TRIBUNNEWS.COM, JAKARTA - Peringatan Hari Anti Tembakau sedunia yang diadakan setiap 31 Mei, tidak pantas untuk dilaksanakan di Indonesia.
Sekelompok kecil masyarakat yang menjadi penggerak peringatan tersebut tidak memahami situasi dan kondisi nasional saat ini dan sebelumnya.
Mereka lupa, perekonomian nasional kita sebagian ditopang industri hasil tembakau (IHT) nasional.
Sebanyak 6 juta tenaga kerja dari hulu hingga hilir diserap di sektor IHT. Sementara sumbangsih di bidang keuangan juga sangat tinggi.
Hal tersebut disampaikan Koordinator Komite Nasional Pelestarian Kretek (KNPK) Mohammad Nur Azami dan Ketua Umum Federasi Serikat Pekerja Rokok Tembakau Makanan dan Minuman (FSP RTMM) daerah Jawa Timur, Purnomo kepada pers di Jakarta.
“Hari tanpa tembakau sedunia yang diperingati setiap tanggal 31 Mei merupakan suatu momen yang tidak patut dirayakan di Indonesia karena kita punya kepentingan dan ketergantungan sangat besar dari Industri Hasil Tembakau Nasional. Selain menyediakan lapangan pekerjaan bagi jutaan tenaga kerja Indonesia, juga pemasukan keuangan yang menopang APBN kita baik dari cukai rokok maupun dari pajak pajak lainnya,” papar Ketua KNPT Azami, Senin (31/5/2021).
Baca juga: Industri Hasil Tembakau Jangan Hanya Dijadikan Sapi Perah dan Disakiti
Meski demikian Azami berpendapat, sebagai negara yang menganut azas demokratis, adanya kelompok masyarakat yang ingin merayakan dan menyampaikan pendapat tentang anti tembakau, sah sah saja.
Pendapat dan gerakan mereka, meski tidak patut, tetap harus dihormati.

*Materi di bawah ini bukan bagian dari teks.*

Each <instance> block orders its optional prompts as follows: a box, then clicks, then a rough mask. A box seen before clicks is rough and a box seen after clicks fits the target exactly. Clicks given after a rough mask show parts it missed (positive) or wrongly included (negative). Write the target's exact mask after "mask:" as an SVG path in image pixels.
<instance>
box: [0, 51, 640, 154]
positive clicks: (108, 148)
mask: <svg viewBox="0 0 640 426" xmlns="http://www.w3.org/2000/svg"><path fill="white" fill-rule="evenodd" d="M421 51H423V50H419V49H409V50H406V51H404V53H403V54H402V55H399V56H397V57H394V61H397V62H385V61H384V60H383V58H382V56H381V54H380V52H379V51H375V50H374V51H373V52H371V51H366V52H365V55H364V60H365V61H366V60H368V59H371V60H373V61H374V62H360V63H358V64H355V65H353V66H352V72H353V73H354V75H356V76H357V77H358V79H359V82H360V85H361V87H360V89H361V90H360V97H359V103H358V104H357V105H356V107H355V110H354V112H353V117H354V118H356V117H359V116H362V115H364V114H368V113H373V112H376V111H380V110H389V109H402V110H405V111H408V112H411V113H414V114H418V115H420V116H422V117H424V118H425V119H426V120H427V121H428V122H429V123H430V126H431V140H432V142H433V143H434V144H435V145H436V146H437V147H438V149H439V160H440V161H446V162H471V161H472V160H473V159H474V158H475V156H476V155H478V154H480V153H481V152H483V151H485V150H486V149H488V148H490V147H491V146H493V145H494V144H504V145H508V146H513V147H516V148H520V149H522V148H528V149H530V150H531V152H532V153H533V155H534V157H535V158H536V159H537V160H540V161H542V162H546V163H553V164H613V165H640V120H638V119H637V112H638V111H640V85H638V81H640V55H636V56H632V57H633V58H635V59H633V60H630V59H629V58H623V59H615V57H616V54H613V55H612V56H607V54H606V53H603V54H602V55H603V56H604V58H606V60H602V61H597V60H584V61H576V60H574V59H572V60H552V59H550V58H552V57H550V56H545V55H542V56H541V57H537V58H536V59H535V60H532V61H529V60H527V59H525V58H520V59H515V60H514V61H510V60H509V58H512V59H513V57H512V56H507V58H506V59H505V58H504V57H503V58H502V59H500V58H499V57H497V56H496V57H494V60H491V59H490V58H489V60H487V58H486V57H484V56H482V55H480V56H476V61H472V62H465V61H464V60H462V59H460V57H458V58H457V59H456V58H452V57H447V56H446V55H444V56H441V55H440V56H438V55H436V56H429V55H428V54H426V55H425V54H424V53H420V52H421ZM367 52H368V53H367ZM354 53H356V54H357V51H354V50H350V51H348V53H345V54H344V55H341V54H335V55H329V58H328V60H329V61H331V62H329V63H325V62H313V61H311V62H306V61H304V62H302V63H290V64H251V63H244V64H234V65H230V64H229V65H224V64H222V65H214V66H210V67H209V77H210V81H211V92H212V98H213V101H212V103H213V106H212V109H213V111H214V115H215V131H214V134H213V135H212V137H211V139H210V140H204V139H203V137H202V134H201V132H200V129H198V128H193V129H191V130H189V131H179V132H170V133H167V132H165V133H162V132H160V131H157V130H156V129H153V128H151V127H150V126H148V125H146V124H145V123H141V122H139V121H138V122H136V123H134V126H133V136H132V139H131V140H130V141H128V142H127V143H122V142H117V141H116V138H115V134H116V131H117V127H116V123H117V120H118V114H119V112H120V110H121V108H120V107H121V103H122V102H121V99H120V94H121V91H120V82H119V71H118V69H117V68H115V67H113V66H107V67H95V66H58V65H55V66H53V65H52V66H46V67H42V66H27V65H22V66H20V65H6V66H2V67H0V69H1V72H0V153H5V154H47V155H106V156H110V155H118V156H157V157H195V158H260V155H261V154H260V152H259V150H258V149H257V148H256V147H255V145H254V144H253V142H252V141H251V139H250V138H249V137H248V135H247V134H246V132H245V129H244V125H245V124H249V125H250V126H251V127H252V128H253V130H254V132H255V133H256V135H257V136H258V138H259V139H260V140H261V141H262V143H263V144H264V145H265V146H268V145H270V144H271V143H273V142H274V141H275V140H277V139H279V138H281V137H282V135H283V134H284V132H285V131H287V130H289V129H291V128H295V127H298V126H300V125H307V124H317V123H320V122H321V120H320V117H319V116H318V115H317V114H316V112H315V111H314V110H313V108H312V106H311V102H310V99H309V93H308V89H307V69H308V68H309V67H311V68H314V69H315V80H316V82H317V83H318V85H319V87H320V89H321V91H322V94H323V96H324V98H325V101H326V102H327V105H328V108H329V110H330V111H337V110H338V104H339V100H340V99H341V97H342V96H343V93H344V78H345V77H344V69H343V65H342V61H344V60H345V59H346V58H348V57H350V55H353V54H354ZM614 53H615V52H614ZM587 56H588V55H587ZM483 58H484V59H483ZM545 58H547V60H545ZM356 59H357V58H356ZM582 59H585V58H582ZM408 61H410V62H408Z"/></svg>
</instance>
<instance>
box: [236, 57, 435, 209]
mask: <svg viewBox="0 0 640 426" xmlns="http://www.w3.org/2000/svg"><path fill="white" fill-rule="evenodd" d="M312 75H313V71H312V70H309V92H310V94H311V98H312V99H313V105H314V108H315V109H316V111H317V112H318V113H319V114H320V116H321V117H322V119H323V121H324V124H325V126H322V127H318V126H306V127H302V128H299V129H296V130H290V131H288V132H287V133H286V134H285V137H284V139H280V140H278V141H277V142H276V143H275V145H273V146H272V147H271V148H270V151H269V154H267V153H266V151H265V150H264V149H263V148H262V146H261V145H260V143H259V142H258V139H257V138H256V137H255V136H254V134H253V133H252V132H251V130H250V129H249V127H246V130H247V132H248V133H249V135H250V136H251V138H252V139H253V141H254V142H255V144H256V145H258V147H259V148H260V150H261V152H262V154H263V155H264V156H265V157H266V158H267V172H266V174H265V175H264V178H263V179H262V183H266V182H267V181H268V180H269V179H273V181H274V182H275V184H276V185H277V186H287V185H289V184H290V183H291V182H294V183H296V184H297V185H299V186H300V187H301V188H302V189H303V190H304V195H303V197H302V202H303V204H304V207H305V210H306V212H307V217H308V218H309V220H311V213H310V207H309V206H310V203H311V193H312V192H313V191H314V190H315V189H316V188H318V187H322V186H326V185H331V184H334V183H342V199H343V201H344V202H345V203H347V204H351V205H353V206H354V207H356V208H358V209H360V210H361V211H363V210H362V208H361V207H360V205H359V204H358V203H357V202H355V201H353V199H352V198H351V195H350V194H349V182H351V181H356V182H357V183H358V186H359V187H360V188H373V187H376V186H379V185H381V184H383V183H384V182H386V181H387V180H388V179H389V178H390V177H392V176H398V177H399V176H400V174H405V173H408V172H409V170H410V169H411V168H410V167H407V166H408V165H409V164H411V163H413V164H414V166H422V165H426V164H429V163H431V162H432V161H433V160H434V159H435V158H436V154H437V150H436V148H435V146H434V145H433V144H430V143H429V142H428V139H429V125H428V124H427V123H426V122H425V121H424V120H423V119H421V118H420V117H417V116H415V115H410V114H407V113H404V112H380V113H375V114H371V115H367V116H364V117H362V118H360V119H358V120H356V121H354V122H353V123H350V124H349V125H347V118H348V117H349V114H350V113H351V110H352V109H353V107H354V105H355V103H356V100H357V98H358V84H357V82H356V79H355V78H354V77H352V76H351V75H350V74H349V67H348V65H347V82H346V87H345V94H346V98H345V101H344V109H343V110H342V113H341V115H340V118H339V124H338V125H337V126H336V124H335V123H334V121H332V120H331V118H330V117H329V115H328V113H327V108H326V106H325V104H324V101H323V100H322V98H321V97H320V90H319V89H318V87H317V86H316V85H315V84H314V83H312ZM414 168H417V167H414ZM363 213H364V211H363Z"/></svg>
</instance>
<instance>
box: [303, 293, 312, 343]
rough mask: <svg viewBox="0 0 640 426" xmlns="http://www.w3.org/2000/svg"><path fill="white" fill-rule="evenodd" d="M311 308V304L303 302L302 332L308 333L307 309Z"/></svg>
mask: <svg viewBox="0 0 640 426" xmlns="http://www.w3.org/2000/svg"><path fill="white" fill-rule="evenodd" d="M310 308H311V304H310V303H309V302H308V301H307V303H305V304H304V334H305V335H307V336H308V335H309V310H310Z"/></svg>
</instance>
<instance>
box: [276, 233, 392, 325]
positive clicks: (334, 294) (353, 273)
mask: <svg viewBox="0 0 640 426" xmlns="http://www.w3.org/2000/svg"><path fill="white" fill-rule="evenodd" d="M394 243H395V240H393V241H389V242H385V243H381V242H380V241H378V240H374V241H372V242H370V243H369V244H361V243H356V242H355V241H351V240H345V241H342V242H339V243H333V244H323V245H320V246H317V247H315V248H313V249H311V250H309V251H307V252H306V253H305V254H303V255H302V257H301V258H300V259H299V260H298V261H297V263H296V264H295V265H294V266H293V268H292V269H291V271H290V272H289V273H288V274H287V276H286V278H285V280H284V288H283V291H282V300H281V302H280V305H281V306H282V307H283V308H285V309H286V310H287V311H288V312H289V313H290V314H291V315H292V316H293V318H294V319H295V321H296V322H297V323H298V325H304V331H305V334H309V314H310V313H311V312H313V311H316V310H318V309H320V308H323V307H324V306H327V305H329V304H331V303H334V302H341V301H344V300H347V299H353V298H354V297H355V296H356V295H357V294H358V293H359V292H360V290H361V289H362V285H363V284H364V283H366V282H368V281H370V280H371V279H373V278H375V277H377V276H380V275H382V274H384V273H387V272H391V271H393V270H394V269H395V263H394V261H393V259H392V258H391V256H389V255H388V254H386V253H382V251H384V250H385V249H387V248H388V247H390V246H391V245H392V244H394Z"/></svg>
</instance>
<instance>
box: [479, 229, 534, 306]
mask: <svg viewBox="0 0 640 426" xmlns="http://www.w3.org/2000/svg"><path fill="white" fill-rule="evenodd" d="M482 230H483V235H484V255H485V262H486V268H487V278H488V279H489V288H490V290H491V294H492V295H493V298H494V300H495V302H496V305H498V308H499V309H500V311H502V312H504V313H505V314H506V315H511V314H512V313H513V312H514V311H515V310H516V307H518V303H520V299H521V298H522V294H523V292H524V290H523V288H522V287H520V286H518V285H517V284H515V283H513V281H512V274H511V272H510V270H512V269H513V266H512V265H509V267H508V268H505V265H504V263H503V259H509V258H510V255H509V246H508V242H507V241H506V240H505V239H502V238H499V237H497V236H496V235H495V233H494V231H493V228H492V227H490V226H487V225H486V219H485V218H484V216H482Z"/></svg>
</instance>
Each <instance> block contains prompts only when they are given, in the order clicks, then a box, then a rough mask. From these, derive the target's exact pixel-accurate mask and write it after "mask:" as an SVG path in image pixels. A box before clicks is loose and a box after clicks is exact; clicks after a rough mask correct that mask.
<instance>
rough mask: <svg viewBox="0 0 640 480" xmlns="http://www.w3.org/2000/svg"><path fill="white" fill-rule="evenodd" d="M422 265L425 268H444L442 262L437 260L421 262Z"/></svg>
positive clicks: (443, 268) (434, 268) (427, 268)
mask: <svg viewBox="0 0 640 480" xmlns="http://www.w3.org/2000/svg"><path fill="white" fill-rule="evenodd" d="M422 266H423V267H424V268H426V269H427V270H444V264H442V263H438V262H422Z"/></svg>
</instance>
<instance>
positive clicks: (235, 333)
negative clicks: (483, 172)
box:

“Pemerintah Indonesia sebaiknya tidak terpengaruh oleh desakan dan gerakan masyarakat anti tembakau yang akan menyelenggarakan peringatan hari anti tembakau sedunia. Jangan karena desakan masyarakat internasional atau karena khawatir citra negara kita di dunia internasional, jadi ikut ikutan mendukungan gerakan anti tembakau,” papar Mohammad Nur Azami
Lebih lanjut Ketua KNPK ini meminta Pemerintah harus melakukan kajian secara komprehensif atau menyeluruh terhadap sumbangan dan manfaat keberadaan industri hasil tembakau nasional yang selama ini telah menopang perekonomian nasional.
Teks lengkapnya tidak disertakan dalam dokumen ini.